Ils ont testé leur technique sur des succulentes, les rendant phosphorescentes, c’est-à-dire capables d’absorber la lumière du soleil le jour et de briller la nuit.
“Nous souhaitions utiliser des matériaux déjà présents dans notre laboratoire. Imaginez des arbres qui s’illuminent, remplaçant ainsi les lampadaires,” a déclaré Shuting Liu, chercheur principal de l’étude. Et de quels matériaux s’agit-il ? Des particules phosphorescentes similaires à celles que l’on trouve dans les jouets qui brillent dans le noir pour enfants, mais adaptées aux plantes.
Un aperçu de l’éclairage de rue futuriste ?
Ces particules sont réduites à la taille de globules rouges puis injectées dans chaque feuille.
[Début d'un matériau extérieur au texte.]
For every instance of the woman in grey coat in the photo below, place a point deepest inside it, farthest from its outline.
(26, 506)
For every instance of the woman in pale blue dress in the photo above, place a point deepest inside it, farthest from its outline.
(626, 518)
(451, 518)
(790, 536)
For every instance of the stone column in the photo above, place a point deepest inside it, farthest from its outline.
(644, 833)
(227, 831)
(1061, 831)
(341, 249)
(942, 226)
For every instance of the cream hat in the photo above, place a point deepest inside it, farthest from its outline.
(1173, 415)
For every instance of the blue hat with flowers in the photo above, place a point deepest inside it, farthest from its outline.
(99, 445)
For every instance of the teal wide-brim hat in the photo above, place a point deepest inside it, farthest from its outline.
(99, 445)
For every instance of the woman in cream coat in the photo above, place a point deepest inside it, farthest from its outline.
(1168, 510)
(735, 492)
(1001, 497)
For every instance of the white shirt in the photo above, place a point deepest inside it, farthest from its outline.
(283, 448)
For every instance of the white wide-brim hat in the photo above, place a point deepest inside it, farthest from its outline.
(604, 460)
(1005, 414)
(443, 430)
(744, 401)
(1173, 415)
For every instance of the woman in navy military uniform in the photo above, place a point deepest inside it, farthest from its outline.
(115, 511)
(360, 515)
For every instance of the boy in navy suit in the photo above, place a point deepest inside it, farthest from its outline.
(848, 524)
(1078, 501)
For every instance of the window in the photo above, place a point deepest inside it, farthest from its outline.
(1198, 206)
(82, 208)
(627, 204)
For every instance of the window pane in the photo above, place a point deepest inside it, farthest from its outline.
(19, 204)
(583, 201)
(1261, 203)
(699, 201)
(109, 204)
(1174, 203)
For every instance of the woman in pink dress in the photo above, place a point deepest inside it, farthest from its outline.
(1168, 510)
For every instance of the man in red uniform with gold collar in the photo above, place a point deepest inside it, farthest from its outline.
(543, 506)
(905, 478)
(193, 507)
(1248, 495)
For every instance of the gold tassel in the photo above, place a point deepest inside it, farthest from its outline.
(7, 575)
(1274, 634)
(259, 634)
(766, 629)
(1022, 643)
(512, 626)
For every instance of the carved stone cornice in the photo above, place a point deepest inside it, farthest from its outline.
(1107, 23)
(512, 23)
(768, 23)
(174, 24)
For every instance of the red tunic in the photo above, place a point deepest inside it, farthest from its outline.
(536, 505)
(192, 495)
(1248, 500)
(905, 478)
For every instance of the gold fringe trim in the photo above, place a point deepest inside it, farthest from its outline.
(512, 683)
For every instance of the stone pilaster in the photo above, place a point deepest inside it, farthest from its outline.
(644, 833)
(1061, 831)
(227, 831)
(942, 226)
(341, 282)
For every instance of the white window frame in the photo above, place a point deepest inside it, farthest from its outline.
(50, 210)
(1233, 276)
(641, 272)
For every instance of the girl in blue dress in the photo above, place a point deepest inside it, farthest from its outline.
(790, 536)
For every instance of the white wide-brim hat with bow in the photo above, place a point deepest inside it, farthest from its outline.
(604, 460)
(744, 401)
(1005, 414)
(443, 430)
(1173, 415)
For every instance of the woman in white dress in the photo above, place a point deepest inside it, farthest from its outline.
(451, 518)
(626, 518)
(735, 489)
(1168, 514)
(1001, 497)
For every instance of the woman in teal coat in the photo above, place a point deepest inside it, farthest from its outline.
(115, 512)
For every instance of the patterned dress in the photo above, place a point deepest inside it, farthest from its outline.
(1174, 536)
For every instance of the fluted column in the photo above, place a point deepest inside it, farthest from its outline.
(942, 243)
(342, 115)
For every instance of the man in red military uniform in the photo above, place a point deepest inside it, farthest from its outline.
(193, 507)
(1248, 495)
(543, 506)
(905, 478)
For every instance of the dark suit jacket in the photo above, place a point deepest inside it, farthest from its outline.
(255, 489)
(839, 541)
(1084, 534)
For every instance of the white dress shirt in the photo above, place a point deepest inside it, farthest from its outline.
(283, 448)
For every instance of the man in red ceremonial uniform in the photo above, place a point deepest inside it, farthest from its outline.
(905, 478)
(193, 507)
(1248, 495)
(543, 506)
Dans les succulentes, l’effet est saisissant. Leur structure interne — des canaux serrés et uniformément espacés — favorise la dispersion des particules et intensifie la luminosité.
“C’est impressionnant,” a ajouté Liu. “Qu’un matériau synthétique et microscopique puisse se fondre si naturellement dans une plante vivante — cela semble presque magique.” Ainsi, la plante entière émet de la lumière. La couleur peut même être personnalisée selon le type de phosphore utilisé. La luminosité peut durer jusqu’à deux heures.
La prochaine étape ? S’assurer que le processus ne nuit pas à la santé des plantes à long terme. Cela pourrait marquer une avancée significative vers des villes éclairées par des plantes bioluminescentes plutôt que par des ampoules et des fils électriques.
Notre Opinion Tech
Nous nous aventurons ici dans un futur où la nature et la technologie interagissent de manière harmonieuse. La création de plantes phosphorescentes pourrait transformer nos environnements urbains, tout en apportant une touche de magie. En effet, cette innovation illustre comment les avancées scientifiques peuvent contribuer à la durabilité, mais elle pose également des questions pertinentes sur les implications écologiques à long terme de telles technologies.
Bon à savoir
Cette approche pourrait également ouvrir la voie à de nouvelles méthodes de culture en milieu urbain, favorisant non seulement l’esthétique, mais aussi la biodiversité en milieu urbain.